A consumer's guide to common agentic AI terms

Date:: Monday, April 27, 2026
Author:: Śūnya
Reading time:: 8 min read

Large language models are now used for more than question answering. In many products, they plan, call tools, read files, browse the web, and keep going until a task reaches a stopping condition. A coding agent might inspect a repository, edit three files, run tests, read the failure output, and try again without waiting for a new prompt.

That shift has produced a dense vocabulary. This guide explains the terms that matter most if you want to understand, buy, or build agentic systems, using concrete examples rather than sales language.

What is an AI agent?

The word agent is used loosely, so it helps to be precise. A chatbot answers the next turn. An agent pursues a goal across multiple steps, usually by deciding when to call tools and how to use their results. The difference is easy to see in practice: a normal chat model explains how to file an expense claim; an agent logs in, finds the form, uploads the receipt, and stops when the submission succeeds or requires approval.

In practice, an agent is usually a control loop wrapped around a large language model (LLM). The model proposes an action, the system executes it, the result comes back into context, and the loop continues until the task is complete or a limit is reached. In a codebase, that loop might look like: search for a function, edit it, run the test suite, read the stack trace, and revise the patch.

That distinction matters because an LLM on its own is usually stateless. It takes input and returns output. An agentic system adds some other components.

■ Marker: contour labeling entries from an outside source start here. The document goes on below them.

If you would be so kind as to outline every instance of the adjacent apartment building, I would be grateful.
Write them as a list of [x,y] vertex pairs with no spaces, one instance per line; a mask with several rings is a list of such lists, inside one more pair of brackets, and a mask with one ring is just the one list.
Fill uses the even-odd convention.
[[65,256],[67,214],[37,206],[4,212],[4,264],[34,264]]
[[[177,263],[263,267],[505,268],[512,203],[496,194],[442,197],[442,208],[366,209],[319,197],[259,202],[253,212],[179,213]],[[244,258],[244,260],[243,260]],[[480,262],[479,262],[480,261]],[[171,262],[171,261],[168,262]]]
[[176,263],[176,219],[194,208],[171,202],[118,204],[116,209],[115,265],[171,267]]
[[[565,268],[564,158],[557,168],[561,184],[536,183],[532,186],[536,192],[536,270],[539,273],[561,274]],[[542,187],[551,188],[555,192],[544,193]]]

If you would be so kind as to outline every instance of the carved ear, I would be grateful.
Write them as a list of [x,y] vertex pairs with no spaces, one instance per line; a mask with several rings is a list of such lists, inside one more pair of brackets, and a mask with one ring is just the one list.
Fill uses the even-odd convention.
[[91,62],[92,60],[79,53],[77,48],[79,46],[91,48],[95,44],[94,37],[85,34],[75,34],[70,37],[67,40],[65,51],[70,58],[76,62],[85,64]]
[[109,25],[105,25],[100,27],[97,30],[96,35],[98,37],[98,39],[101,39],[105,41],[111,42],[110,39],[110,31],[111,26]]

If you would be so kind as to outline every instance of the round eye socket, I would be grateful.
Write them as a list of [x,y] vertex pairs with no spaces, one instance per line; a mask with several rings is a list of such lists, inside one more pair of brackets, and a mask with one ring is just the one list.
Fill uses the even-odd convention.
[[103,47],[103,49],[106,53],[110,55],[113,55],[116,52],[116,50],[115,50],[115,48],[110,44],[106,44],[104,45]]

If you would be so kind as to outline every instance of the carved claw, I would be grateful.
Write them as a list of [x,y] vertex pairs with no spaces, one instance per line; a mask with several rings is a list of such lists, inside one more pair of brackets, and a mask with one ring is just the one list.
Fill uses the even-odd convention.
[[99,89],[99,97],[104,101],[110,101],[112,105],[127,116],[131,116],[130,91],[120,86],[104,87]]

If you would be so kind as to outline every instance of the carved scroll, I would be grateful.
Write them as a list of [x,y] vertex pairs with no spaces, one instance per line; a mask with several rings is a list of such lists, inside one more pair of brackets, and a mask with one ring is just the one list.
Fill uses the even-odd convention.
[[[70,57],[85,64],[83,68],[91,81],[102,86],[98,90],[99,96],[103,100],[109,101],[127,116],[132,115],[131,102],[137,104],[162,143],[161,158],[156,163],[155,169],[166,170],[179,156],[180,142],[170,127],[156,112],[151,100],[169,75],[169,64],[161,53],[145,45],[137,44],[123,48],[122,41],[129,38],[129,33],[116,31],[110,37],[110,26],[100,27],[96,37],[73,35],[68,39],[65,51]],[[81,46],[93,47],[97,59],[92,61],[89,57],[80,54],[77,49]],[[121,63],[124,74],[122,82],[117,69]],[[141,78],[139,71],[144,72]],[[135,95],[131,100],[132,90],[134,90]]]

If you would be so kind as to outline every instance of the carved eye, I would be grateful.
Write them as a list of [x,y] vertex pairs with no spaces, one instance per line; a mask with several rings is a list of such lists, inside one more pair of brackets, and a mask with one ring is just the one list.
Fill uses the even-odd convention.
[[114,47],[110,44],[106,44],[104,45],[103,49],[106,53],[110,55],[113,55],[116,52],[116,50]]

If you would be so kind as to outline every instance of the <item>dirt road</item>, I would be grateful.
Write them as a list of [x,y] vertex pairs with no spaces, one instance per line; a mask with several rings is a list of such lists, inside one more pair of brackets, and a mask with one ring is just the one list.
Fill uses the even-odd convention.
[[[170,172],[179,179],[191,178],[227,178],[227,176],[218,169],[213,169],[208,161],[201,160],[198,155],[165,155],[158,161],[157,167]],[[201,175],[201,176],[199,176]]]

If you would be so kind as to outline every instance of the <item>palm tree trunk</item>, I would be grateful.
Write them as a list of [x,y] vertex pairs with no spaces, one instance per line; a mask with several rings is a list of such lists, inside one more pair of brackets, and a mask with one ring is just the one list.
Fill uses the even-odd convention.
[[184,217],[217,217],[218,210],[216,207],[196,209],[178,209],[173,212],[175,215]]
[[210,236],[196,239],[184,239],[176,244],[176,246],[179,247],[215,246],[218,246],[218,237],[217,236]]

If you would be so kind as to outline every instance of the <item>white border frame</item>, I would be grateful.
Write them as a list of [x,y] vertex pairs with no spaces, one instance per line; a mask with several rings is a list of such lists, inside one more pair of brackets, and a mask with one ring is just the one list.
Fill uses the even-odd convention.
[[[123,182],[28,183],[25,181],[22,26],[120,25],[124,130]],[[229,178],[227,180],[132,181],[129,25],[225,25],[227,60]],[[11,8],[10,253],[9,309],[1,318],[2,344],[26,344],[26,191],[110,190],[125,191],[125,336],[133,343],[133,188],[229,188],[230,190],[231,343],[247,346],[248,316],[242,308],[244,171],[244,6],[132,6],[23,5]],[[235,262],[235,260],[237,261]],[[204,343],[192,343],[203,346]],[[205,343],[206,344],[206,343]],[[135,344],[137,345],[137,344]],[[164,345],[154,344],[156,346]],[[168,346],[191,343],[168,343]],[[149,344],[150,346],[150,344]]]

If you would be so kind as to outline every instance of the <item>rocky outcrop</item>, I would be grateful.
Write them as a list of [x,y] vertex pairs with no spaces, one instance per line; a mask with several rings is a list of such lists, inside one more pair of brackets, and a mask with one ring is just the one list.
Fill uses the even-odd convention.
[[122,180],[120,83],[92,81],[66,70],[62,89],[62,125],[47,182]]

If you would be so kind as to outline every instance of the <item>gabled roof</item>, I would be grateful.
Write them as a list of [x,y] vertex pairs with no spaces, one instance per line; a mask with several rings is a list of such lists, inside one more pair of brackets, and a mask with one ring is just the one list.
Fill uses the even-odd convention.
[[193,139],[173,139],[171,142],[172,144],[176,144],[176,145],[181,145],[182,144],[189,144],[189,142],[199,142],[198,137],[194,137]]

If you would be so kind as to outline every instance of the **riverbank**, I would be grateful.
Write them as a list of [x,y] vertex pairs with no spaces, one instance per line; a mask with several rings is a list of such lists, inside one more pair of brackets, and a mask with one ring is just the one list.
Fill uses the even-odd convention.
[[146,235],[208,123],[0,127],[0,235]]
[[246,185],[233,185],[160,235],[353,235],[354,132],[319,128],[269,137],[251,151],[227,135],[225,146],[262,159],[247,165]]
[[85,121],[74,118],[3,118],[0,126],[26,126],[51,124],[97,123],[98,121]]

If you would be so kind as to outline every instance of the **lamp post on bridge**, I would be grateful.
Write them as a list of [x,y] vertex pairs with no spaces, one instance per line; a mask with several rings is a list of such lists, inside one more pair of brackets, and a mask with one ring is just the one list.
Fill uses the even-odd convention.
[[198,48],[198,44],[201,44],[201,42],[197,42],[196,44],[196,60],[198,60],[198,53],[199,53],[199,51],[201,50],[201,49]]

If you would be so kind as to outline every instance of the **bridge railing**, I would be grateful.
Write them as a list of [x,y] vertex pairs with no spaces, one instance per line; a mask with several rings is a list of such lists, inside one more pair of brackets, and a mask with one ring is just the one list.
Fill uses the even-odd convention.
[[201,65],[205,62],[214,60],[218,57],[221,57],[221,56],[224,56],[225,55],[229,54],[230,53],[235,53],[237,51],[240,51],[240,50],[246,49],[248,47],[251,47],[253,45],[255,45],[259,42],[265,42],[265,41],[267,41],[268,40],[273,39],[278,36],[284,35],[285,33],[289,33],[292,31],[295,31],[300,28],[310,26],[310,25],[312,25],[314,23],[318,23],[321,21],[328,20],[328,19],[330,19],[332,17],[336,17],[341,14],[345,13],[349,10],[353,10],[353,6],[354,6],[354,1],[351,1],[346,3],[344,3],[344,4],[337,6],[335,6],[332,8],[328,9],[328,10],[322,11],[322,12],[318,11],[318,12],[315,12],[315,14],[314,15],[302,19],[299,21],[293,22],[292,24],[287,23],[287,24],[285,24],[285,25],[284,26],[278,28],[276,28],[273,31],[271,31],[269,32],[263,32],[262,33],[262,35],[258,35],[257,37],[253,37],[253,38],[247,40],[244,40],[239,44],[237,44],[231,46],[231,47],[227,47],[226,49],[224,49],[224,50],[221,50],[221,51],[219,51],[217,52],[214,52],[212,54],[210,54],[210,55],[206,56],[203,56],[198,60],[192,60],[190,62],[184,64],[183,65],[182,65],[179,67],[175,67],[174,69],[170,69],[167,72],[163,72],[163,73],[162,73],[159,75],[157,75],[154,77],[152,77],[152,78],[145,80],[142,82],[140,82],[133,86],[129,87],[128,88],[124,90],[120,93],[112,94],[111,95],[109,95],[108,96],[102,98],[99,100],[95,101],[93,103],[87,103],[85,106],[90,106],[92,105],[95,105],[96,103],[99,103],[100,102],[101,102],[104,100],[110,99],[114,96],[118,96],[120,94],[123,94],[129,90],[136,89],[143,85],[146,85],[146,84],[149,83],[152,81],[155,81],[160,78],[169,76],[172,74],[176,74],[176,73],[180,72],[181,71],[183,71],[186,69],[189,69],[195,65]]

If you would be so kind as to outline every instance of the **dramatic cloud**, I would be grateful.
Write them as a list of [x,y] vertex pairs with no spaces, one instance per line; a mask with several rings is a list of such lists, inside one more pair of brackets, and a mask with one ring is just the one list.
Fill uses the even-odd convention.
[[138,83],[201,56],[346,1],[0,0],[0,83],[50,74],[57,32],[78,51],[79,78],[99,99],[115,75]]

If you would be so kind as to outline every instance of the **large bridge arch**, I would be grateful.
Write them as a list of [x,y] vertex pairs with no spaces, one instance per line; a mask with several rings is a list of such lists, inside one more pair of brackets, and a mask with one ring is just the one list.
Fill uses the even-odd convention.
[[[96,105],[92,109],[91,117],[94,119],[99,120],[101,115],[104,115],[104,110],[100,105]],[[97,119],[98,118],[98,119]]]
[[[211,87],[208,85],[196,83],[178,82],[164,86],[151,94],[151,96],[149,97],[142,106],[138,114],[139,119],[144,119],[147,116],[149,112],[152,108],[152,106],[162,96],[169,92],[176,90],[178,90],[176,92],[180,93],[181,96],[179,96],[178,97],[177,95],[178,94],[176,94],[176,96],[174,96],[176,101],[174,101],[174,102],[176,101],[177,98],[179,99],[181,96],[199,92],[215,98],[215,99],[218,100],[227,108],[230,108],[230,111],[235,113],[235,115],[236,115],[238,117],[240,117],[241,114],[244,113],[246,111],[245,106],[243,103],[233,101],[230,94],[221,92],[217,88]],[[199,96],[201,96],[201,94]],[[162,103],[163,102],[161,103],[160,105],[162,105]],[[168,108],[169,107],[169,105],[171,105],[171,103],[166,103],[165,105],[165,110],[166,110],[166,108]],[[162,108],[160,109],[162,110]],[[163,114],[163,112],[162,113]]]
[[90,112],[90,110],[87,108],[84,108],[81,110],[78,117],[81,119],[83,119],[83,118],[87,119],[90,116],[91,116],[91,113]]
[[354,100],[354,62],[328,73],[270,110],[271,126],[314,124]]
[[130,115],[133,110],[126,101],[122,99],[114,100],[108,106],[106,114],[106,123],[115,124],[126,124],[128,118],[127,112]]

It also helps to distinguish an agent from a workflow. A workflow is a predefined sequence of steps, even if one or more steps use a model. Whereas an agent is non-deterministic.; it decides which steps are needed, in what order, and whether to branch, retry, or stop. Many real systems contain both: a workflow provides the rails, and an agent operates inside one part of it.

To move from stateless function to agent, the system has four high-level parts.

The model

The model is the reasoning engine. It interprets the task, selects tools, and decides what to do next. A stronger model does not always mean a better agent, because the surrounding system often determines whether those decisions can be carried out safely and reliably.

Memory

Short-term memory is the working context of the current run: the conversation, tool outputs, and any intermediate notes retained in the prompt. Long-term memory stores information outside the immediate context window so it can be retrieved later.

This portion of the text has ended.